Some of the defence lawyers, together with observers, criticise – among a number of other aspects – the fact that the juvenile defendants are being held in custody for much longer than their German equivalents would be. “Also, they are refused the education they are entitled to according to the youth laws,” said Michaela Goedecke of the group No One Is Illegal in Hamburg. They should be accommodated in accordance with their age.

The trial observers are asking why the juvenile defendants continue to be held in custody. Is it because the court wants to set an example – a practice not allowed in law, and which is also scientifically proven to not to work? Or are the reasons of a racist nature? Or is there an unspoken desire to legitimize the German military operations in the Horn of Africa?

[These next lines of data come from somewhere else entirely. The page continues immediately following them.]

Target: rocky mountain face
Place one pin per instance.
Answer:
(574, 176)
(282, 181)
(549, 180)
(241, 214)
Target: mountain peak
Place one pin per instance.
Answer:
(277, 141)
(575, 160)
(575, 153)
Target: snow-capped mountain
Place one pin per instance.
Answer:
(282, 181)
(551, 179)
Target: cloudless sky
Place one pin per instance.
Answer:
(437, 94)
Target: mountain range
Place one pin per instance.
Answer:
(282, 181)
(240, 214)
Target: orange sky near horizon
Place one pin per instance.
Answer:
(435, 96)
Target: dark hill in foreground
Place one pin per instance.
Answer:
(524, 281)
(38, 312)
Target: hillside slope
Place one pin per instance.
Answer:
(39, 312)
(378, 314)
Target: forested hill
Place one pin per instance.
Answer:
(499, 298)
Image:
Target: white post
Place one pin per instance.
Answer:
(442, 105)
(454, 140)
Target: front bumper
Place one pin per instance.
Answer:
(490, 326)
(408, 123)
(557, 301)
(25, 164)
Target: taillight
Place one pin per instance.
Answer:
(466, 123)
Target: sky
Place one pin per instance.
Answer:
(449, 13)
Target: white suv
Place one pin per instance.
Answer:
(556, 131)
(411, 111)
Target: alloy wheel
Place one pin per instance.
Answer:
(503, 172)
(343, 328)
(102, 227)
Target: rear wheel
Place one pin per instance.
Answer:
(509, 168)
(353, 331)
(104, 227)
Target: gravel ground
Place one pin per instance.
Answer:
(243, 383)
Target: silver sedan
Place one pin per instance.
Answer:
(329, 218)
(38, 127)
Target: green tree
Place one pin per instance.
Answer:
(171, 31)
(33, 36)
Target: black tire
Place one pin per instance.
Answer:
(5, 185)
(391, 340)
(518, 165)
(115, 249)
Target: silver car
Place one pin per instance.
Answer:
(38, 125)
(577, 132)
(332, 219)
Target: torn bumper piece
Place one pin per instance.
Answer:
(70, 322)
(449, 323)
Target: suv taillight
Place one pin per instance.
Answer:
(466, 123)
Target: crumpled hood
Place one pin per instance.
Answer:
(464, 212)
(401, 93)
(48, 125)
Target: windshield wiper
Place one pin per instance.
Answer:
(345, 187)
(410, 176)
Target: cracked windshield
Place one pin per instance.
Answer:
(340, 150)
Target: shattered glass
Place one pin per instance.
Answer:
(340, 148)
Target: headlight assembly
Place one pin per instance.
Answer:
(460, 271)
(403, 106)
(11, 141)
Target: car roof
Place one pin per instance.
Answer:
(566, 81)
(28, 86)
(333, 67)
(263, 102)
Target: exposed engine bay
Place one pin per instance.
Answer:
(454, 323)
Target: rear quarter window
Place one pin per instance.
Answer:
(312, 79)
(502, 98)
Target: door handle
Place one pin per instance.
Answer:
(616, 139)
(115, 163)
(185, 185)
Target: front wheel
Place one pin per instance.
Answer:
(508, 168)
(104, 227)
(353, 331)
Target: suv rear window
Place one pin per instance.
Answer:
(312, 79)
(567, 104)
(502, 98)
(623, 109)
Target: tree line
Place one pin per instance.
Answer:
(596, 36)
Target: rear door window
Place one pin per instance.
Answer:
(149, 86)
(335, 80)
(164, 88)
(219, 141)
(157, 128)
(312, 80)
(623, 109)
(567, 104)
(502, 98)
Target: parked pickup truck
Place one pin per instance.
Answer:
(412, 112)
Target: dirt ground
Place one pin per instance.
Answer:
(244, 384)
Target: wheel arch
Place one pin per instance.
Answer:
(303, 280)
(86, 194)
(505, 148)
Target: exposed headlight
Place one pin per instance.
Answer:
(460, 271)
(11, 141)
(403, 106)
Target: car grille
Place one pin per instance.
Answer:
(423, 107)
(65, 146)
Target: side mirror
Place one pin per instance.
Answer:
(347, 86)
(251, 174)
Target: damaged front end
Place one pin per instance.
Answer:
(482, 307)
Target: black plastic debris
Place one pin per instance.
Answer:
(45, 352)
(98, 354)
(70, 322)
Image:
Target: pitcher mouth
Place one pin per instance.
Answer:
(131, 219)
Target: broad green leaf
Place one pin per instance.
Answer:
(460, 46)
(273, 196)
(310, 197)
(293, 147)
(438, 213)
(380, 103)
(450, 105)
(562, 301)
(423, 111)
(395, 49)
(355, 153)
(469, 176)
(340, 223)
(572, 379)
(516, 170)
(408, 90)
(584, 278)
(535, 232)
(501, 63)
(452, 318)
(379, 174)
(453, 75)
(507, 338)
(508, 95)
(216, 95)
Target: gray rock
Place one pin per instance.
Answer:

Next trial date: Monday, 14 November 2011,  10 am.

Court Report 2 November 2011

Two of the three court translators are missing today because they are sick with food poisoning. The judge declines the application from the previous hearing to summon Abdulei Dhagawayne (Big Ears).

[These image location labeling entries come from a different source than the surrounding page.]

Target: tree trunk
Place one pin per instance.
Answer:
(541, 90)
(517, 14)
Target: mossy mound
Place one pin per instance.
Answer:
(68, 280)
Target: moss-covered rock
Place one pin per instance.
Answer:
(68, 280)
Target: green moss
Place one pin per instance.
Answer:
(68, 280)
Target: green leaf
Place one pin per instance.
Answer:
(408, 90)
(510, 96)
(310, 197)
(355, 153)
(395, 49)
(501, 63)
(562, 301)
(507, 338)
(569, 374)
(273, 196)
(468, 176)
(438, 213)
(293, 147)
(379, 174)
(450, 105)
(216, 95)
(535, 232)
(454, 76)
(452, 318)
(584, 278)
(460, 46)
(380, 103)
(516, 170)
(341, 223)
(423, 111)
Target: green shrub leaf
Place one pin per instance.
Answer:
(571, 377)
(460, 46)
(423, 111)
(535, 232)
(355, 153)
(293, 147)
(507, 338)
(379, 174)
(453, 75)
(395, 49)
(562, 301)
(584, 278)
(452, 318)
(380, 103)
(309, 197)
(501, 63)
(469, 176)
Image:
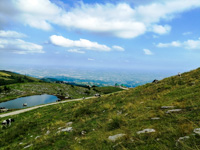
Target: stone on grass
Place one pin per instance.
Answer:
(116, 137)
(69, 123)
(83, 132)
(37, 137)
(28, 146)
(68, 129)
(173, 110)
(183, 138)
(167, 107)
(197, 131)
(146, 131)
(47, 132)
(155, 118)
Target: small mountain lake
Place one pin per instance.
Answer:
(29, 100)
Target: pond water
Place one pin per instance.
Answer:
(29, 100)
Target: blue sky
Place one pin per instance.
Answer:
(131, 34)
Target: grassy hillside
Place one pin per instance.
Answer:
(125, 113)
(17, 85)
(7, 77)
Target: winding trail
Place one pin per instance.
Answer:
(35, 107)
(39, 106)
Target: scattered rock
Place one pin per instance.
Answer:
(173, 110)
(69, 123)
(131, 139)
(28, 146)
(115, 137)
(167, 107)
(146, 131)
(37, 137)
(47, 132)
(119, 112)
(83, 132)
(183, 138)
(68, 129)
(155, 118)
(197, 131)
(114, 146)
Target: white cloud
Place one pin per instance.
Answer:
(91, 59)
(120, 19)
(172, 44)
(118, 48)
(187, 33)
(11, 34)
(189, 44)
(147, 52)
(82, 43)
(19, 46)
(161, 29)
(75, 51)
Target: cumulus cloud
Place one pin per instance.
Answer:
(82, 43)
(161, 29)
(189, 44)
(11, 34)
(118, 48)
(10, 42)
(19, 46)
(147, 52)
(90, 59)
(76, 51)
(120, 19)
(187, 33)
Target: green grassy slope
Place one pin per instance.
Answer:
(7, 77)
(125, 112)
(14, 85)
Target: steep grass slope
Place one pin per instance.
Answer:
(14, 85)
(125, 113)
(7, 77)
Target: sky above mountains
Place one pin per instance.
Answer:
(131, 34)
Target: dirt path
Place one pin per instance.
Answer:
(35, 107)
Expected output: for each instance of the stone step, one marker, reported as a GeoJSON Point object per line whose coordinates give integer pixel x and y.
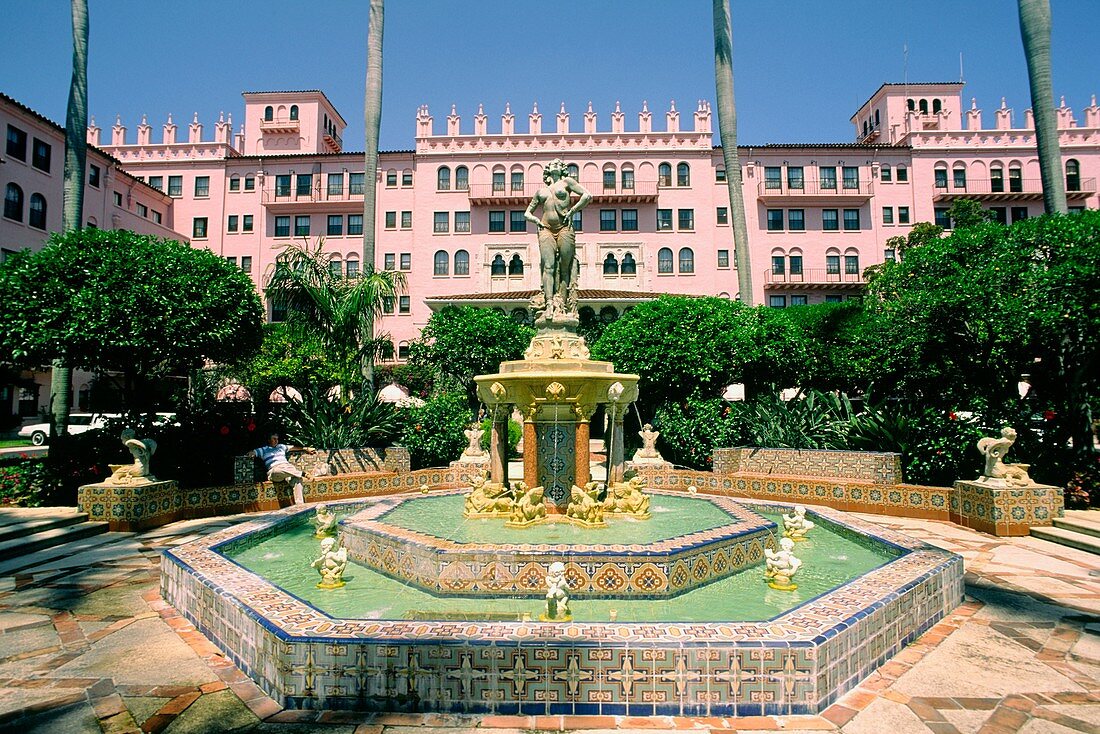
{"type": "Point", "coordinates": [1087, 523]}
{"type": "Point", "coordinates": [48, 538]}
{"type": "Point", "coordinates": [1069, 538]}
{"type": "Point", "coordinates": [25, 527]}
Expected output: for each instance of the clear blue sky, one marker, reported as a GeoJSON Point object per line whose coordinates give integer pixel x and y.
{"type": "Point", "coordinates": [801, 67]}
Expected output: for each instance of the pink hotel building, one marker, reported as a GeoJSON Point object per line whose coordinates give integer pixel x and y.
{"type": "Point", "coordinates": [450, 209]}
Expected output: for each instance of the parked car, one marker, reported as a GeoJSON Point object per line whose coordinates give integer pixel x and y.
{"type": "Point", "coordinates": [39, 433]}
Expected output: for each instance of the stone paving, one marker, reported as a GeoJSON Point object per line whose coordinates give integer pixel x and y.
{"type": "Point", "coordinates": [87, 645]}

The prosecution has had enough and wants to proceed with the closing statements. They also demand to have the last word. The defence is upset and accuses the prosecution of ignoring the proceedings, especially the fact that this is a youth court. The judge clarifies that first the Youth Aid and the report from the remand prison will have to be heard and that the trial can't close today simply because the translators are missing. One of the accused offers to help the court, although he claims to have been betrayed by the Dutch marines.

Court Report 31 October 2011

Big Ears
The day starts with the judge declining a raft of applications from the previous days: no need for an expert from Mogadishu, no need to hear the wife of one of the accused.

Then a defendant makes a statement, in which he describes how he was forced to participate in the attack on the Taipan: he had borrowed some money to start a school. He had arranged to repay the debt in instalments but suddenly the creditor wanted all the money back at once. This was impossible and the only other option for him was to join the pirates. The boss of the operation was a man called „Dhagawayne“ - Big Ears. He had threatened to kill the family of the accused if he didn't take part as a translator, therefore he had no choice but to participate. The defence counsel argues that this must lead to an acquittal and applies to have “Big Ears” summoned or at least interview him via video link.

Court Report 27 October 2011

After declaring the Sri Lankan crew member of the Taipan 'untraceable', the judge proceeds to read out a transcript of an interview with him, which was conducted by the German federal police in Colombo. One could get the impression that reading out this statement has been the judge's intention for some time, which would explain his luke-warm approach to tracing the sailor's whereabouts.

The transcript - translated by a Sri Lankan employee of the German embassy - contains a description of how the Taipan was attacked, how the crew had to duck on the bridge and then retreat into the safe room. The 'able seaman' claims to have recognised one of the accused on a photo presented to him by the German police.

08 November 2011

01 November 2011

Court report 19 October 2011

The judge declares a witness untraceable, although his whereabouts are easy to find out. Meanwhile the public is excluded from part of the hearing because a court employee doesn't feel like checking the PA system.

As on the previous day, the court expects the Taipan crew member from Sri Lanka, who doesn't show up. The judge explains why none of the German representations in Sri Lanka have managed to serve the court summons to the Taipan crew member. He is currently employed on a ship named the 'Dubai Star', the whereabouts of the ship can be obtained through a simple google search, but supposedly the name of the shipping company is unknown. Therefore the summons can't be served. It seems strange that the German justice system would be unable to find out the owner of a freight ship. But given that earlier in the year the court had declared a Somali city with a population of 100,000 non-existent, maybe it's not surprising.